Greg Sargent at the Post notes that in primaries, Republicans who are critical of Trump lose to Republicans who passionately defend whatever he does, in particular his bragging about grabbing women by the pussy.

The big news in Tuesday night’s elections is the defeat of GOP establishment pick Tim Pawlenty in the Minnesota GOP gubernatorial primary, at the hands of a full-blown Trump loyalist. This makes a Democratic victory in the state more likely, and crucially, it probably makes it easier for Democrats to hold a couple of House seats they are defending in the state, which is key to Democrats’ hopes of taking back the lower chamber this fall.

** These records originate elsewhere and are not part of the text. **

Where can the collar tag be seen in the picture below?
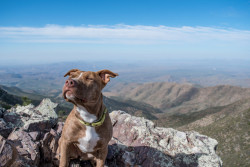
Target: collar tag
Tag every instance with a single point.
(96, 123)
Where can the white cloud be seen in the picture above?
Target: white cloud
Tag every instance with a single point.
(121, 34)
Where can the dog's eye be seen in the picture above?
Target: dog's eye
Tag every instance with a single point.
(91, 79)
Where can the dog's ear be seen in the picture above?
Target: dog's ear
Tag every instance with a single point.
(73, 70)
(106, 74)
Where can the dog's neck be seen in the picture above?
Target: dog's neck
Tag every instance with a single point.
(90, 112)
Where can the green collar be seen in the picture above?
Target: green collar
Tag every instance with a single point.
(98, 122)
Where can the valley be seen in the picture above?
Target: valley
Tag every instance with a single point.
(213, 102)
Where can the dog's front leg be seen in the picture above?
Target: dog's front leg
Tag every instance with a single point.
(101, 157)
(64, 155)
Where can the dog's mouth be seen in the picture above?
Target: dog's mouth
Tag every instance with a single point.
(69, 95)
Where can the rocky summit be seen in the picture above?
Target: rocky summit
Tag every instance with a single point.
(29, 137)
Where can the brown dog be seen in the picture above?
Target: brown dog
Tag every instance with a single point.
(87, 129)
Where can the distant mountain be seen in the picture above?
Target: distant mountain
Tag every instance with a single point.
(180, 98)
(7, 100)
(229, 125)
(222, 112)
(10, 96)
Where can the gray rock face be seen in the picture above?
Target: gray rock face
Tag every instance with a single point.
(33, 134)
(23, 129)
(138, 142)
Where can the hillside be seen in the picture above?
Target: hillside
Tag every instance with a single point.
(221, 112)
(180, 98)
(10, 96)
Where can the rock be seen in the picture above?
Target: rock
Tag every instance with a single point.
(43, 117)
(136, 141)
(7, 153)
(32, 135)
(2, 110)
(26, 147)
(5, 129)
(49, 145)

Beyond this, Pawlenty’s loss provides a useful way to try to understand what is happening in the GOP of the Trump era. After it happened, Pawlenty told reporters:

“The Republican Party has shifted. It is the era of Trump and I’m just not a Trump-like politician.”

The phrase “Trump-like politician,” it turns out, is basically a euphemism for a “politician who is willing to defend President Trump at his most reprehensible moments.” The man who decisively defeated Pawlenty, local commissioner Jeff Johnson, actually ran an ad that blasted Pawlenty for failing to stand by Trump after the news broke of the “Access Hollywood” video, which featured Trump boasting in extremely lewd fashion about his ability to carry out sexual assaults with impunity.

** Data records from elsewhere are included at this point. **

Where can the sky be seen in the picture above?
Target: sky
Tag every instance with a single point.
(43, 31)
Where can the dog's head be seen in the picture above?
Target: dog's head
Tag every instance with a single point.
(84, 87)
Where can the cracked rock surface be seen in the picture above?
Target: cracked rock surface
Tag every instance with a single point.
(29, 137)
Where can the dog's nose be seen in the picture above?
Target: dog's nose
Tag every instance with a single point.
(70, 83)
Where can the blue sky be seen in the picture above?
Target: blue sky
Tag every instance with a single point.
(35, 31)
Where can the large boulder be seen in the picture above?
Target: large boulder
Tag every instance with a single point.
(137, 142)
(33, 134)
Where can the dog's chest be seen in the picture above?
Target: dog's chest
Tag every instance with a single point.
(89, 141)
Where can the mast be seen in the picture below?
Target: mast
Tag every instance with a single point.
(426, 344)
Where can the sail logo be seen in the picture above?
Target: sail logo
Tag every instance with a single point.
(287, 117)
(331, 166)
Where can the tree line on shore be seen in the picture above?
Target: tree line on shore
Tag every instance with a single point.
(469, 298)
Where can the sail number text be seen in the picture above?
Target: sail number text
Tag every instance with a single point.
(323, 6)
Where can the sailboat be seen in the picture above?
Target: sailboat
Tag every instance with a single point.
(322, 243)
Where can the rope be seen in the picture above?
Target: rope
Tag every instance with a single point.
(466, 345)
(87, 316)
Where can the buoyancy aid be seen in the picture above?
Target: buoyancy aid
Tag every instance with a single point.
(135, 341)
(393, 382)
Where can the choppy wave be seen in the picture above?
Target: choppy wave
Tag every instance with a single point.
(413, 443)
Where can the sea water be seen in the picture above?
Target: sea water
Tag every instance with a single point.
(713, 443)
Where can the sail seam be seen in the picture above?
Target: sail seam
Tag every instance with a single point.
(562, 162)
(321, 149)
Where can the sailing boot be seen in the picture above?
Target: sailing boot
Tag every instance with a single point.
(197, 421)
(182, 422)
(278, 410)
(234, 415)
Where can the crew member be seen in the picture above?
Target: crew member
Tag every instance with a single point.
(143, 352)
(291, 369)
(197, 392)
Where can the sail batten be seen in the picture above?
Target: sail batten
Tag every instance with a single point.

He goes on to say it’s a pattern, and gives other examples, all centering on the pussy grabber tape.

In most of these cases, the offending act was not merely a personal betrayal of Trump. More precisely, the offending act was to display weakness — in the face of widespread moral condemnation of Trump’s reprehensible misogynistic boasting over his dalliances into sexual abuse and assault — when the stakes were high enough to demand fortitude in response to that condemnation.

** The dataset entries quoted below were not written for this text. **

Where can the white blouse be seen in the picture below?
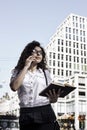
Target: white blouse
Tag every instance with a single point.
(33, 84)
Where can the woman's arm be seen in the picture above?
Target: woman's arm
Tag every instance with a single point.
(16, 82)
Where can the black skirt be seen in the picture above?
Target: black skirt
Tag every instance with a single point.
(41, 114)
(38, 117)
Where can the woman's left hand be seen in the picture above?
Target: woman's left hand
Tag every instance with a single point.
(53, 96)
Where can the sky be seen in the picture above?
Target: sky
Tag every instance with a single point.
(22, 21)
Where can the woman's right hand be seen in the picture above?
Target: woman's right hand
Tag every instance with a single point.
(29, 61)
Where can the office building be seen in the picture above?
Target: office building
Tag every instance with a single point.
(67, 58)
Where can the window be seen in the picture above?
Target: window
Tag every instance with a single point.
(82, 93)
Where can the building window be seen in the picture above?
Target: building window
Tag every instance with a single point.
(53, 62)
(53, 55)
(53, 71)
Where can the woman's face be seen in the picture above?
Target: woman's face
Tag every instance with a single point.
(37, 53)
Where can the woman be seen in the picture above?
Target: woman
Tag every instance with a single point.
(29, 78)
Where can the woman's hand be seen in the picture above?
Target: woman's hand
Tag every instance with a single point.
(53, 96)
(29, 60)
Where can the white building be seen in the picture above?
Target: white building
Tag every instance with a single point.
(67, 58)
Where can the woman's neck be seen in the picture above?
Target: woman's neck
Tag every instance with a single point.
(33, 68)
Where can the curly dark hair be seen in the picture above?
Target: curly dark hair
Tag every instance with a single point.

In both ads cited above, the disloyal Republican was condemned for going weak-kneed when the Supreme Court (and with it, long-term conservative priorities) were “on the line.” As the ad from Johnson (who won in Minnesota) noted, it was a mark of him being a true “conservative” that he did not “panic when it matters most.”

What I wonder though is which part really weighs the most heavily. Is it really about the Supreme Court, with the pussy grabbing being just a painful hurdle to jump? Or is it the other way around? Is it really the sacred right of men to talk about women with hostile contempt, with the Supreme Court as just a nice bonus?

Or to put it less strongly, sure, it’s about the Court, but it’s silly to pretend the pussy grabbing is a big problem for them, something they have to struggle to tolerate in order to get forced-pregnancy judges onto the Court. They don’t mind the pussy grabbing because they share Trump’s hostile contempt for women. That’s part of why they want the forced-pregnancy judges on the Court, after all.